Nach Beginn der israelischen Angriffe auf den Gazastreifen am 7. Oktober haben die Angriffe auf Stützpunkte, in denen US-Soldaten im Irak und in Syrien stationiert sind, zugenommen.
Der Sprecher des US-Verteidigungsministeriums, Brigadegeneral Patrick Ryder, erklärte in einer Stellungnahme, dass US-Soldaten im Irak und in Syrien seit dem 17. Oktober 27 Mal angegriffen wurden.

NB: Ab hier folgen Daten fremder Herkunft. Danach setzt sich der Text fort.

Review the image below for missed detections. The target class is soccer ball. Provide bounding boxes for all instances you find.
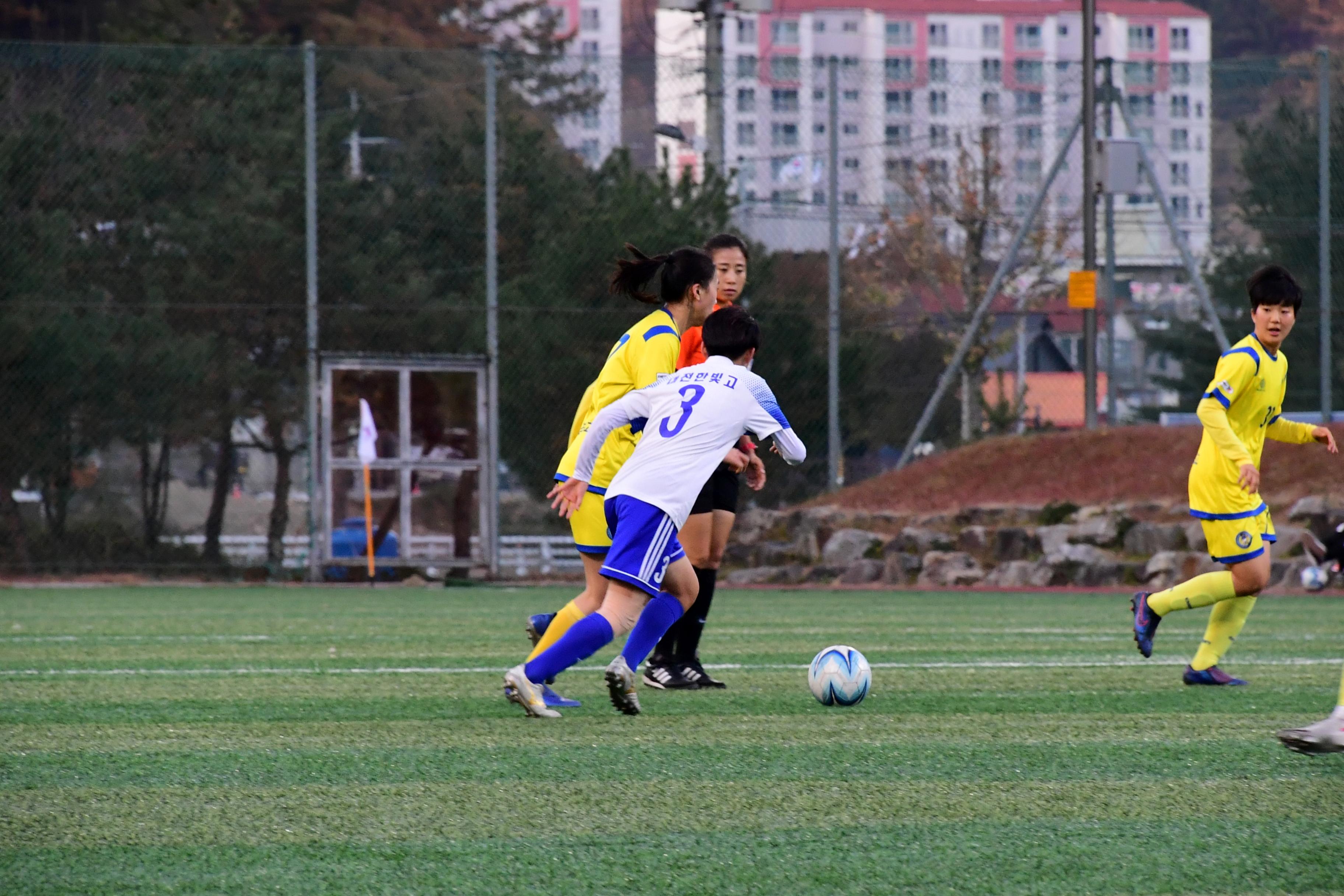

300 WEITERE SOLDATEN WERDEN ENTSANDT
Ryder machte vom Iran unterstützte bewaffnete Gruppen für die Angriffe verantwortlich und kündigte an, dass die USA 300 weitere Soldaten in den Nahen Osten entsenden werden. Ohne Details zum genauen Stationierungsort der Truppen zu nennen, betonte Ryder, dass die Soldaten nicht in Israel stationiert werden.
Ryder erklärte, das Ziel der zusätzlichen militärischen Entsendung sei es, die regionalen Abschreckungsbemühungen zu unterstützen und die Sicherheit der US-Truppen zu erhöhen.